U.S. Plans to Upgrade Turkish Military Bases

ANKARA, Turkey -- U.S. officials are looking at investing hundreds of millions of dollars to upgrade Turkish military bases that could be used in a war with Iraq, a top U.S. defense department official said Wednesday.

U.S. Deputy Defense Secretary Paul Wolfowitz said U.S. and Turkish officials were working out which bases could be used and which U.S. forces might be sent to Turkey if there were a conflict. Turkey borders Iraq and is already home to some 50 U.S. aircraft that patrol a no-fly zone over Iraq.

"We have an agreement to move forward with concrete measures of military planning and preparations," he said.

But Wolfowitz also cautioned that no formal agreement had been reached with Turkey.

"I am quite confident that we will in fact have a significant level of Turkish participation. ... Exactly how much is something that we are working on these days," Wolfowitz told reporters in Ankara a day after meeting with top Turkish officials.

"We are talking potentially about tens of millions, probably several hundred million dollars of investment in several facilities that we might use," he said.

Wolfowitz's statement comes a day after Foreign Minister Yasar Yakis said his country would allow the United States to use military bases. But a few hours after Yakis spoke, the Foreign Ministry clarified that he was speaking of "possibilities," not promises.

"There isn't a firm American request," Wolfowitz said when asked about the Turkish statements.

"It was said at all levels of the government that we spoke to that Turkey has been with us always in the past. They will be with us now," Wolfowitz said. "Turkish support is assured and I think that it is a very strong message to Saddam Hussein and the regime in Baghdad that Iraq is surrounded by the international community."
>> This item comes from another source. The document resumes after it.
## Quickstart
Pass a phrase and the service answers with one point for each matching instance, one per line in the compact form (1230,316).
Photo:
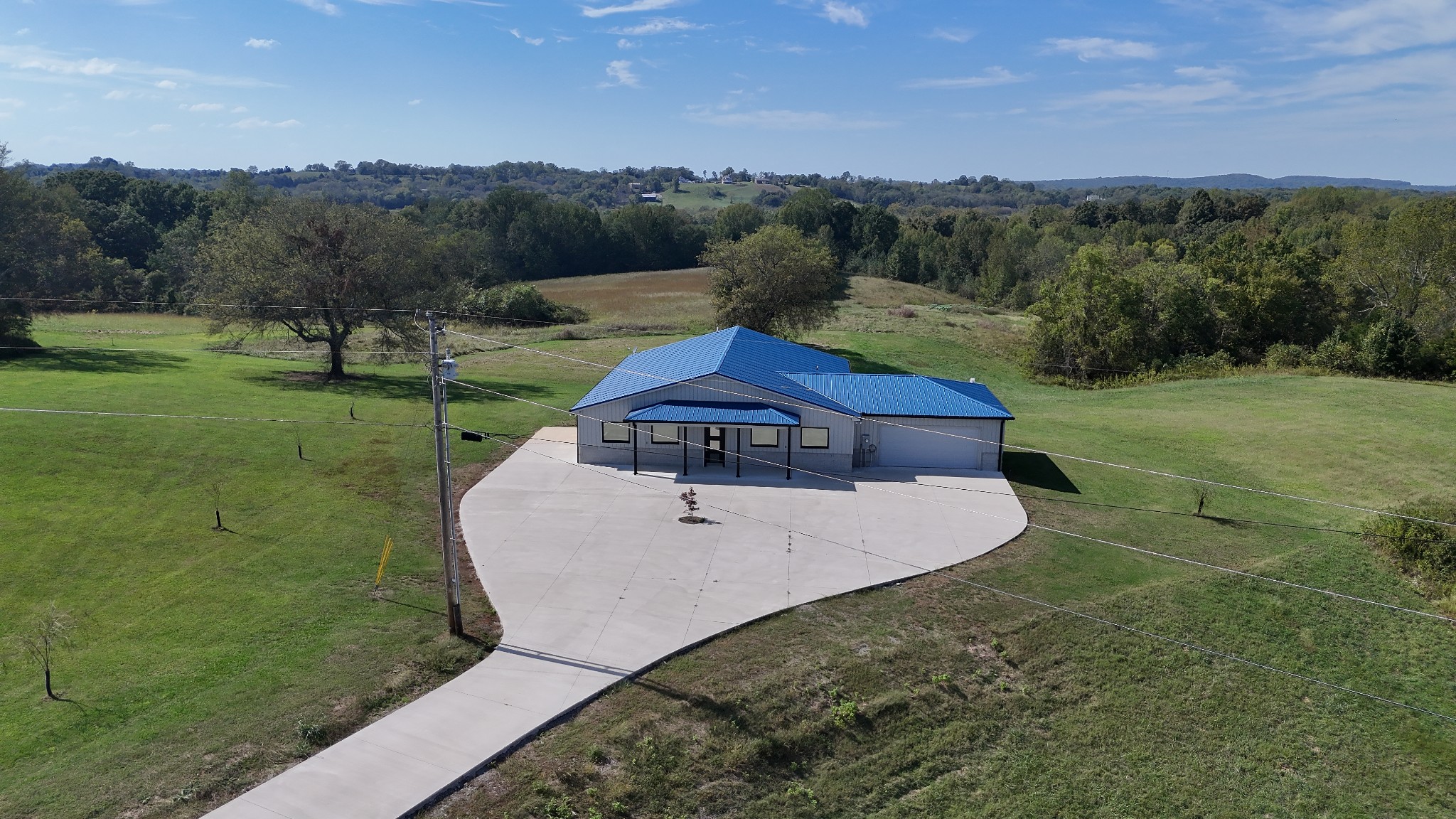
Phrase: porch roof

In addition to Incirlik air base, which U.S. aircraft now use to patrol a no-fly zone over Iraq, Turkey has helicopter bases near the Iraqi border and another main air force base in the center of the country, a little more than an hour's flying time from Iraq.

"We are close, but not yet exactly at the point of saying which bases we would use," Wolfowitz said.

Yakis said Turkey would have trouble supporting a large presence of U.S. ground troops in the country.

When asked about the use of ground troops based in Turkey, Wolfowitz said it would be in Turkey's interest if the United States had forces in northern Iraq during a conflict. Turkey fears that Kurds in northern Iraq could declare independence if the Iraqi government collapses, encouraging autonomy-seeking Kurds in Turkey's own southeast.

"It is strongly our position ... that Turkey will be better off if we are there to help manage what comes afterward," Wolfowitz said.

But he added that "I think we are quite comfortable with what we can do from the south." If there is a war in Iraq, any major U.S. thrust would be expected to come from the south.

Yakis also specified that Turkey would want UN approval of military action before granting the use of its bases.

When asked if the United States would have to seek a new UN resolution to use force against Iraq, Yakis said Tuesday: "Yes, yes, yes."

Wolfowitz said the issue of UN approval was one that was being discussed by the two governments.

"It is an important question and it is one that we need to clarify at the highest levels of both governments," Wolfowitz said.

He said U.S. President George W. Bush invited Turkish leader Recep Tayyip Erdogan to Washington and the two were expected to discuss U.S.-Turkish cooperation.